Kolwezi : Démolitions forcées au quartier Golf ISTM, les sinistrés crient à l'injustice
La tension est vive depuis vendredi au quartier Golf ISTM de Kolwezi, à proximité de l'aéroport international. Plusieurs habitations y ont été démolies sur décision des autorités provinciales, après un moratoire de trois jours jugé dérisoire par les résidents. Samedi 21 mars 2026, une marche de protestation spontanée organisée par les sinistrés a été rapidement dispersée par les forces militaires, laissant la population dans le désarroi.

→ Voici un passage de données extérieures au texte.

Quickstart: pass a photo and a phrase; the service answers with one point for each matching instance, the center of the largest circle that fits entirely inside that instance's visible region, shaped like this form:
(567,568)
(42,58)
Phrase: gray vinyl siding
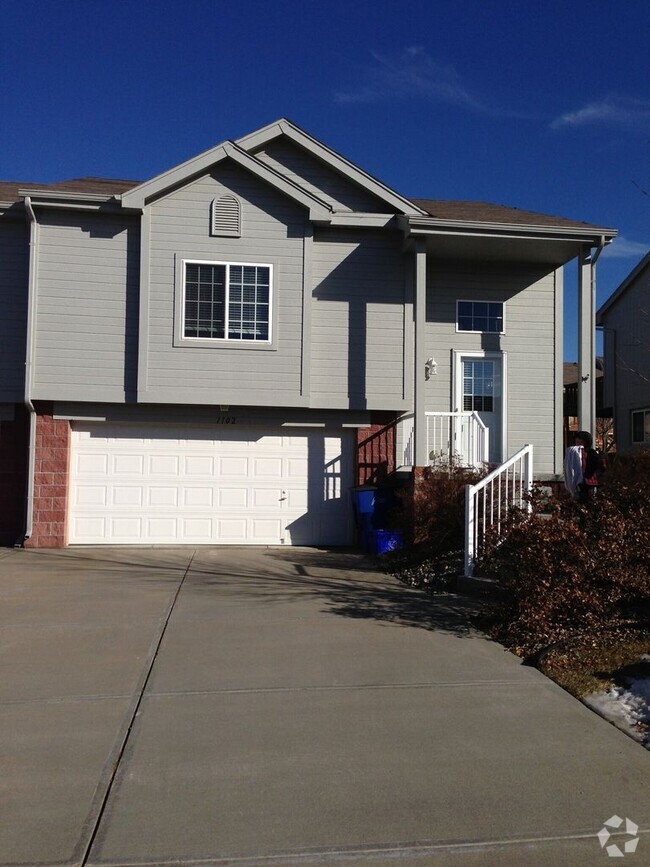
(313,175)
(627,358)
(358,320)
(86,307)
(273,230)
(528,341)
(14,271)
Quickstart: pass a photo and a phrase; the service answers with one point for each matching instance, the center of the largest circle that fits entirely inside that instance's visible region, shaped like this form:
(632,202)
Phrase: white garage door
(188,484)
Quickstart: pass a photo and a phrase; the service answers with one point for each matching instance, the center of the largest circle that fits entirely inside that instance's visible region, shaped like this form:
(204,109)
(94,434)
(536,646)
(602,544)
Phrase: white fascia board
(424,226)
(614,297)
(332,158)
(357,220)
(138,197)
(44,196)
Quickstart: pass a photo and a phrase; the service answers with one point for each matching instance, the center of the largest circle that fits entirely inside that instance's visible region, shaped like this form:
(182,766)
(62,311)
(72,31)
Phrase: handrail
(456,437)
(484,510)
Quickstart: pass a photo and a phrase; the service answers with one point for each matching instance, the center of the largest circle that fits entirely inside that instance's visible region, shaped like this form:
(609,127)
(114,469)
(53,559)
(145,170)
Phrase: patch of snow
(627,707)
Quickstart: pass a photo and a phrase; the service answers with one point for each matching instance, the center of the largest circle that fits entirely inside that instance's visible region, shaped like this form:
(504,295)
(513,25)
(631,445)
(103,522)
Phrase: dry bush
(577,569)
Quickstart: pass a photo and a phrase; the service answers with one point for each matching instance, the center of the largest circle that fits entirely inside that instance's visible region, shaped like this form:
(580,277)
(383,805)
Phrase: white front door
(479,388)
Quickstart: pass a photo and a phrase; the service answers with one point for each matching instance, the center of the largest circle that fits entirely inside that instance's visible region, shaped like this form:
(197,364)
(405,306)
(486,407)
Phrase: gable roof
(194,167)
(622,289)
(10,190)
(486,213)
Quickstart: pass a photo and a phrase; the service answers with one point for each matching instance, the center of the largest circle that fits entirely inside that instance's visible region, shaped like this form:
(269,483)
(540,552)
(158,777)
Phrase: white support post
(470,530)
(586,343)
(421,457)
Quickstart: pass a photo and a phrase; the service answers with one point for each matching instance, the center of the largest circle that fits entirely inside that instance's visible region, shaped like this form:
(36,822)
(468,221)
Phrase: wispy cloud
(622,248)
(414,74)
(611,111)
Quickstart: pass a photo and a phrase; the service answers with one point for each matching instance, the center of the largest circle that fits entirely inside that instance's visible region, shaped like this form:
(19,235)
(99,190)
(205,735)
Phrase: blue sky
(538,105)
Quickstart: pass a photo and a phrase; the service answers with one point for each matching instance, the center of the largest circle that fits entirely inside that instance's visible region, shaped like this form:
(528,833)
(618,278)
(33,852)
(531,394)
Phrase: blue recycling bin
(387,540)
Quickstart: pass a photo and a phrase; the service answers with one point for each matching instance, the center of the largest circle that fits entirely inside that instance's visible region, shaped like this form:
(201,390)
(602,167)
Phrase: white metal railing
(487,502)
(457,438)
(407,425)
(453,439)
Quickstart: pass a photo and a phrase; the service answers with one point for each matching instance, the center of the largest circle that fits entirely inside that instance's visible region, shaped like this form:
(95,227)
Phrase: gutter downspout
(592,376)
(29,358)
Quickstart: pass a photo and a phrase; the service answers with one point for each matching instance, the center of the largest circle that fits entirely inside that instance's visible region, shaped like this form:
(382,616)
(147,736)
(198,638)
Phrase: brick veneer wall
(376,449)
(14,439)
(50,483)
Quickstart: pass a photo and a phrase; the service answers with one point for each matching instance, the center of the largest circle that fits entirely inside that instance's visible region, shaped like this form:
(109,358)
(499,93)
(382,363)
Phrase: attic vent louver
(226,217)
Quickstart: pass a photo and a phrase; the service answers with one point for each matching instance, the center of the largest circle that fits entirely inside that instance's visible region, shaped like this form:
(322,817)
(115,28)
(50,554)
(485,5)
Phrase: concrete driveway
(284,706)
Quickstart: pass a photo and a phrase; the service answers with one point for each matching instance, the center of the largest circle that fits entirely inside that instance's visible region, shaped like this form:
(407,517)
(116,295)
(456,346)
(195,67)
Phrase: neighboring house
(625,321)
(218,354)
(603,431)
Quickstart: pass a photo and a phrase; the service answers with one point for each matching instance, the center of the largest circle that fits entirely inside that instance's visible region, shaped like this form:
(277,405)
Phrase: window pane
(485,316)
(244,290)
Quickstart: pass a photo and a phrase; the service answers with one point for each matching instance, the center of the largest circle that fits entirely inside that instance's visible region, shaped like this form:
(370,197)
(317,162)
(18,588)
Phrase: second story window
(484,316)
(227,301)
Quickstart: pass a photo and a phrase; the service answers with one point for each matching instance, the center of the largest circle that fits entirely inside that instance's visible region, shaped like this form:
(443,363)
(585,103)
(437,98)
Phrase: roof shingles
(456,211)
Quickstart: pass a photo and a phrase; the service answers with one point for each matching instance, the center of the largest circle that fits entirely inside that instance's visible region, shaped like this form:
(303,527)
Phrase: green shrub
(576,569)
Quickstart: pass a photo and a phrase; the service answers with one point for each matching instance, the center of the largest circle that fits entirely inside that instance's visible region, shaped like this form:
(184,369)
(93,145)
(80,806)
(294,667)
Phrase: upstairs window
(483,316)
(641,426)
(225,217)
(225,301)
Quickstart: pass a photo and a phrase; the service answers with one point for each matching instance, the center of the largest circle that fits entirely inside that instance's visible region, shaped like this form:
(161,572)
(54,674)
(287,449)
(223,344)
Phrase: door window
(478,386)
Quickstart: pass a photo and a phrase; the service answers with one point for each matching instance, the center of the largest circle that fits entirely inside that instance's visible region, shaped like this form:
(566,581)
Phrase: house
(603,430)
(219,353)
(625,321)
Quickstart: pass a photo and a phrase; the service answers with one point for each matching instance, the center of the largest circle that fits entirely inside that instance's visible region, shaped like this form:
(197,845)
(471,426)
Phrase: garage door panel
(164,465)
(91,464)
(138,484)
(162,496)
(233,467)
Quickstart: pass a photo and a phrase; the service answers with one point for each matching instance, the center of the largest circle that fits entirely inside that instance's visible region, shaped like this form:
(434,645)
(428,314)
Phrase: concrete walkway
(284,706)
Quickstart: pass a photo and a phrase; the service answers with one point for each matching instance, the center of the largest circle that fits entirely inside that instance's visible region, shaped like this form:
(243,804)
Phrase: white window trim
(220,342)
(481,301)
(644,441)
(457,385)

Sur les décombres, la colère des victimes est profonde. De nombreux habitants affirment détenir des documents parcellaires en règle et dénoncent une absence totale d'indemnisation préalable. « J’ai investi quinze ans de travail pour construire ici », déplore un père de famille, tandis que d'autres victimes, désormais sans abri, s'interrogent avec détresse sur leur sort immédiat.

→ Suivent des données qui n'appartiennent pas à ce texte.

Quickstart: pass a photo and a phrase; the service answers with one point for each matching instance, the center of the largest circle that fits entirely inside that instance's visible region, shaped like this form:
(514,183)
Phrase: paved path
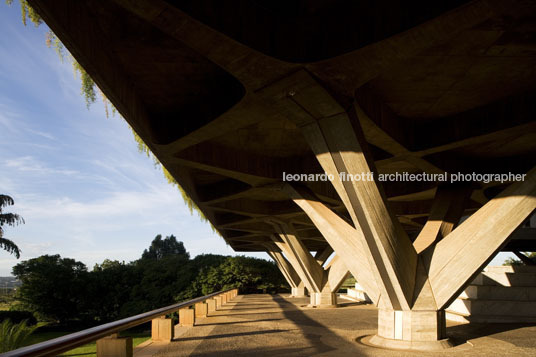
(266,325)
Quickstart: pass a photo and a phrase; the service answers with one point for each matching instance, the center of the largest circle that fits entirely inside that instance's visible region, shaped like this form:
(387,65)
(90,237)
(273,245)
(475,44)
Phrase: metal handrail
(73,340)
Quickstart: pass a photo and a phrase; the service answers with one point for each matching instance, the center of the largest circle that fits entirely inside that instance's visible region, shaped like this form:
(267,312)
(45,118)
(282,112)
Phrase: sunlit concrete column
(288,272)
(162,329)
(298,291)
(114,346)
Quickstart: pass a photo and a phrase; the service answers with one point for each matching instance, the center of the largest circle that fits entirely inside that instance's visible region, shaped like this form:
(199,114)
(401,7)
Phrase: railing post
(218,300)
(186,317)
(201,309)
(211,305)
(114,346)
(162,329)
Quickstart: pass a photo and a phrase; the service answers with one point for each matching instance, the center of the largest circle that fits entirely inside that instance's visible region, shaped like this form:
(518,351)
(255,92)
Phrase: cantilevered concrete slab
(234,96)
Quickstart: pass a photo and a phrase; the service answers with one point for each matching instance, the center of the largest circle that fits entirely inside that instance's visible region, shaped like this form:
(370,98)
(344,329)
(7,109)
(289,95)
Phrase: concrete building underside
(231,96)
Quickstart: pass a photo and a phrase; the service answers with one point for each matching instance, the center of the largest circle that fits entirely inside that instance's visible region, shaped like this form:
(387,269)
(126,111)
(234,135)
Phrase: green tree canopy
(9,219)
(52,287)
(161,248)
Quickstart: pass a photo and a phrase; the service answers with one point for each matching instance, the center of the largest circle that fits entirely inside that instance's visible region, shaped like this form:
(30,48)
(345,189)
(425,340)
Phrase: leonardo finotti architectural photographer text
(406,176)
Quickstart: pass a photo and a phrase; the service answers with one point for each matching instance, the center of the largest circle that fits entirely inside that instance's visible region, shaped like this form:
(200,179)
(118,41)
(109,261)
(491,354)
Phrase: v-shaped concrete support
(462,254)
(345,239)
(337,141)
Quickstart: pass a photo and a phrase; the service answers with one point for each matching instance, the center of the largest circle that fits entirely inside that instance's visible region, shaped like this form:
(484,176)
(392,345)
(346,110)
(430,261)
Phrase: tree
(14,335)
(161,248)
(53,287)
(10,219)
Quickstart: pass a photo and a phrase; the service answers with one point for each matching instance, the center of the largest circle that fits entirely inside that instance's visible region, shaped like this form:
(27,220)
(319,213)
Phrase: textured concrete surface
(265,325)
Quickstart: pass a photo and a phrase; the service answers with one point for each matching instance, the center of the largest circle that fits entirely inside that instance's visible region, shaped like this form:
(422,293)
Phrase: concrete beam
(305,265)
(345,239)
(462,254)
(337,273)
(337,141)
(445,213)
(322,255)
(286,269)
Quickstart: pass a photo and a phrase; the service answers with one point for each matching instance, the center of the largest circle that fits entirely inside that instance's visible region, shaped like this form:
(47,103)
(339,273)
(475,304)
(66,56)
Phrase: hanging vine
(90,90)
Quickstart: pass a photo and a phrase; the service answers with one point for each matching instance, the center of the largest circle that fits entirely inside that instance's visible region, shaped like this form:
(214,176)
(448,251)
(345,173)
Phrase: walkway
(266,325)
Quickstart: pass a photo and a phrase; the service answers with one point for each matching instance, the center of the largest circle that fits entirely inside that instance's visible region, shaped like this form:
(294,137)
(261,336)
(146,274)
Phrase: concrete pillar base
(379,341)
(323,300)
(298,292)
(420,329)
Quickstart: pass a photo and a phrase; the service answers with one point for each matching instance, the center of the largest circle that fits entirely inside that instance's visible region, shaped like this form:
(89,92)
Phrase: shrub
(18,316)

Le sentiment d'injustice est alimenté par des accusations de favoritisme. Des sinistrés pointent du doigt la gestion de la gouverneure Fifi Masuka, dénonçant un « deux poids, deux mesures ». Ils s'indignent de voir leurs maisons détruites alors que des propriétés proches du pouvoir, situées dans des zones similaires au quartier RVA, seraient épargnées par ces mesures d'assainissement foncier.

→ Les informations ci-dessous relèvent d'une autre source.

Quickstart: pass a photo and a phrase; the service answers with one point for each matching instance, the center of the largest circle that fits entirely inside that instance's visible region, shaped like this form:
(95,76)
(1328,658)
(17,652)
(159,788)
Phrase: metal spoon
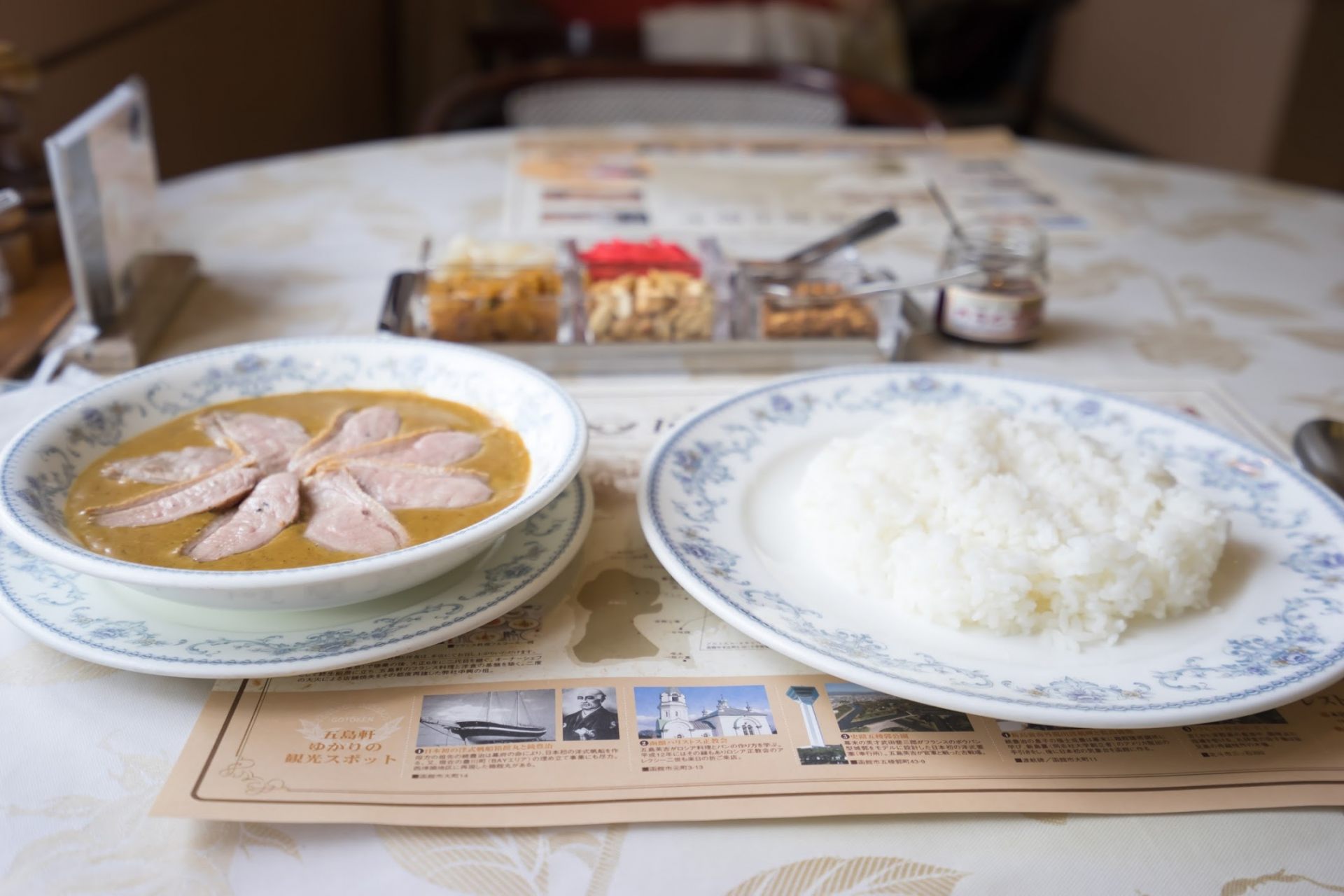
(781,290)
(866,229)
(1320,447)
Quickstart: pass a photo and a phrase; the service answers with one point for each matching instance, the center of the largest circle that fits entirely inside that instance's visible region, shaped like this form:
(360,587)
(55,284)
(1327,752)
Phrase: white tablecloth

Cette crise met en lumière les failles de l'urbanisation à Kolwezi. Si les autorités invoquent la libération d'espaces publics, l'absence de procédure légale stricte — incluant l'identification des occupants et une compensation équitable — radicalise les positions. Face à l'extrême tension, certains agents du cadastre ont même déserté leurs bureaux par crainte de représailles populaires.